“Oh, my god, this is the best tofu I’ve ever tasted!”
If we would have gotten a penny for every time someone has uttered these words, after tasting a tofu dish ala Kuteer, we would be quite a lot richer by now. The fact, that seems to take people by surprise, is that the tofu actually tastes something. Haven’t we all had tofu and kind of been a bit disappointed by the watery “no-taste” coming along with it? We certainly have, but surely it has never happened at home.
The secret to Kuteer’s tofu success lies in the preparation, or to be more precise – in the marination. All tofu we eat, we first let marinate over night. It doesn’t matter how the dish is later prepared, with a sauce or simply pan fried, we always marinate the tofu before using it. Believe me when I say that it matters, it really does make a world of difference in taste.

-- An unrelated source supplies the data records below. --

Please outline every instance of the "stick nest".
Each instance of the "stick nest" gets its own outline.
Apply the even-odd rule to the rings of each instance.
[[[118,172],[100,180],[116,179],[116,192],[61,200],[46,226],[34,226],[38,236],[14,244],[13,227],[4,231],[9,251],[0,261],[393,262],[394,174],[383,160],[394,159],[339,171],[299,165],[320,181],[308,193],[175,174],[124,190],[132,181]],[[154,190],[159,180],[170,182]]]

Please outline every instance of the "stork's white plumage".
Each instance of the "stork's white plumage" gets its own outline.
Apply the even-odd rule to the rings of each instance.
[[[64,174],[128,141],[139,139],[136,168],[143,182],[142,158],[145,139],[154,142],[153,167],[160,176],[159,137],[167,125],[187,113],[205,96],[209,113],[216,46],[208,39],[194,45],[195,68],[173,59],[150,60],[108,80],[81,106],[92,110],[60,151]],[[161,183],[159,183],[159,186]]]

Kuteer has many different ways of marinating tofu and one of them we’re letting you in on today. This is a recipe that was born in India. Since many years now, Kuteer is involved in the kitchen management at the Osho International Meditation Resort, and this is a dish he created for one of the restaurants there. Kuteer has always been drawn to serve savory dishes with fruit-based sauces, so this recipe began with the idea to combine a Mediteranean marinated tofu with a pear sauce. Balanced with pan fried carrots, gomasio and stir fried red cabbage this tofu dish is nothing less than delicious! One bite in and we knew he’d hit the jackpot with this one.
Kuteer presents this dish as, what I would call, a piece of food art. Of course it’s equally delicious served in a more simple matter so don’t think you need to be a food artist to enjoy this one. We really hope you’ll love this one as much as we do!
4 – 5 medium carrots
1.1 pounds / 500 g tofu
8 sundried tomatoes (if using dry ones, soak for 3 – 4 hours)
3 tablespoons capers
3 tablespoons red wine
3.5 oz. / 100 g sesame seeds
½ cup / 100 ml extra virgin olive oil
7 oz. / 200 g red cabbage
1 teaspoon caraway seeds
1 cup / 120 ml almond milk
Chili pepper, to taste
Salt & pepper, to taste
Tofu (to do on the night before)
Cut tofu into sticks ( 7 – 8 cm long). Blend sundried tomatoes, capers, red wine and salt until smooth. Massage tofu with the mixture and let marinate overnight in the fridge.
Roast sesame seeds with some salt in a frying pan until they pop. Remove from the frying pan and let cool in a bowl. Grind roughly.
Slice onion very thin and place in a frying pan with a little olive oil. When the onion is translucent, add carrots and gomasio (keep some aside for garnishing). Sprinkle with pepper and let cook on medium heat for 10 minutes, or until al dente.
Pan fry marinated tofu until golden.
Toss cabbage, on medium heat, in a frying pan with olive oil and caraway seeds. Taste for salt and pepper. Keep it crunchy.
Peel and seed the pears. Place in a high-speed blender together with almond milk. Blend until smooth and creamy. Place in a sauce pan and let simmer for a few minutes. Taste for salt and pepper.
Place tofu and carrots in alternative layers until you have a total of three layers of tofu and two of carrots. Use three pieces in each layer. Top with red cabbage. Garnish with pear sauce and gomasio. Add a drizzle of olive oil and freshly ground pepper.